Demand for property valuers in Australia continued in the fourth quarter of 2021, with property valuation job vacancies rising 48% year-on-year.
SEEK job listing data showed that most of Australia’s property industry faced similar talent shortages during the quarter.
Real estate and property job openings across the country were 31% higher in Q4 2021 compared to the same period in 2020.
Tasmania had the largest rise in real estate and property job openings in the country, rising 43% YOY in Q4.
Real estate and property jobs growth by state (Q4 2021 v Q4 2020)
NATIONAL | 31% |
NSW | 27% |
VIC | 41% |
TAS | 43% |
SA | 12% |
WA | 16% |
NT | -15% |
QLD | 37% |
ACT | 27% |
Victoria saw a 41% increase in real estate and property job vacancies in the fourth quarter, followed by Queensland with a 37% jump in job listings.

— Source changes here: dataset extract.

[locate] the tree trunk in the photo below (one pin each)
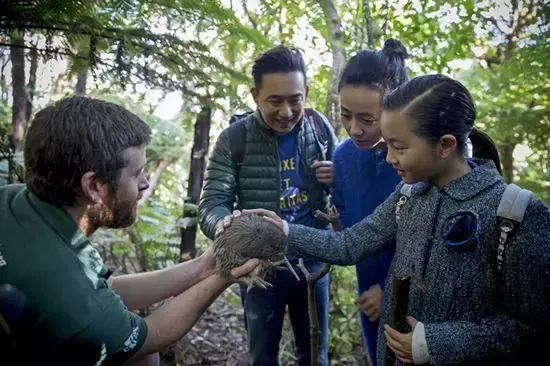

The Northern Territory was the only jurisdiction to record a decrease in job listings during the period, down 15%.
At the national level, property analyst job vacancies recorded a 110% YOY increase in Q4, followed by retail and property development roles, which were up 67%.
Job vacancies in property administration were 58% higher; body corporate and facilities management employment openings were up 48%; and commercial sales, leasing and property management job openings rose 35%.
Subcategories within the real estate and property industry (Q4 2021 v Q4 2020)
Residential leasing and property management | 13% |
Administration | 58% |
Body corporate and facilities management | 48% |
Residential sales | 7% |
Commercial sales, leasing and property management | 35% |
Valuation | 48% |
Analysts | 110% |
Other | 99% |
Retail and property development | 67% |
Residential leasing and property management job vacancies were steady, just 13% higher, while role openings in residential sales were up 7%.
In March, there were 3,597 jobs in real estate and property on site with residential leasing and property management roles by far the most in demand.
The ongoing demand comes after property valuation job vacancies grew 112% year-on-year in the third quarter of 2021.